Running SSPS on your data

Follow these steps to run SSPS on your dataset. You will need

  • a CSV file (tab separated) containing your time series data
  • a CSV file (comma separated) containing your prior edge confidences.
  • Optional: a JSON file containing a list of variable names (i.e., node names).
  1. Install the python dependencies if you haven't already. Find detailed instructions above.
  2. cd to the run_ssps directory
  3. Configure the parameters in ssps_config.yaml as appropriate
  4. Run Snakemake: $ snakemake --cores 1. Increase 1 to increase the maximum number of CPU cores to be used.

A note about parallelism

SSPS allows two levels of parallelism: (1) at the Markov chain level and (2) at the iteration level.
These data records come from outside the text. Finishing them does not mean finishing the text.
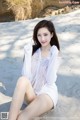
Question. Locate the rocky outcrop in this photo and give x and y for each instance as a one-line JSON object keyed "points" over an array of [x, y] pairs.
{"points": [[24, 9]]}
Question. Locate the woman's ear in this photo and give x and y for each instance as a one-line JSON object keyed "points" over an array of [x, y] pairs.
{"points": [[52, 34]]}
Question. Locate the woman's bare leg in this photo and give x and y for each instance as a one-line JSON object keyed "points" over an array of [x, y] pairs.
{"points": [[23, 87], [38, 106]]}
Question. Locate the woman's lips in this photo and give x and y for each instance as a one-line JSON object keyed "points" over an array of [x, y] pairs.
{"points": [[43, 42]]}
  • Chain-level parallelism is provided via Snakemake. For example, Snakemake can run 4 chains simultaneously if you specify --cores 4 at the command line: $ snakemake --cores 4. In essence, this just creates 4 instances of SSPS that run simultaneously.
  • Iteration-level parallelism is provided by Julia's multi-threading features. The number of threads available to a SSPS instance is specified by an environment variable: JULIA_NUM_THREADS.
  • The total number of CPUs used by your SSPS jobs is the product of Snakemake's --cores parameter and Julia's JULIA_NUM_THREADS environment variable. Concretely: if we run snakemake --cores 2 and have JULIA_NUM_THREADS=4, then up to 8 CPUs may be used at one time by the SSPS jobs.

Licenses

SSPS is available under the MIT License, Copyright © 2020 David Merrell.

The MATLAB code dynamic_network_inference.m has been modified from the original version, Copyright © 2012 Steven Hill and Sach Mukherjee.

The dream-challenge data is described in Hill et al., 2016 and is originally from Synapse.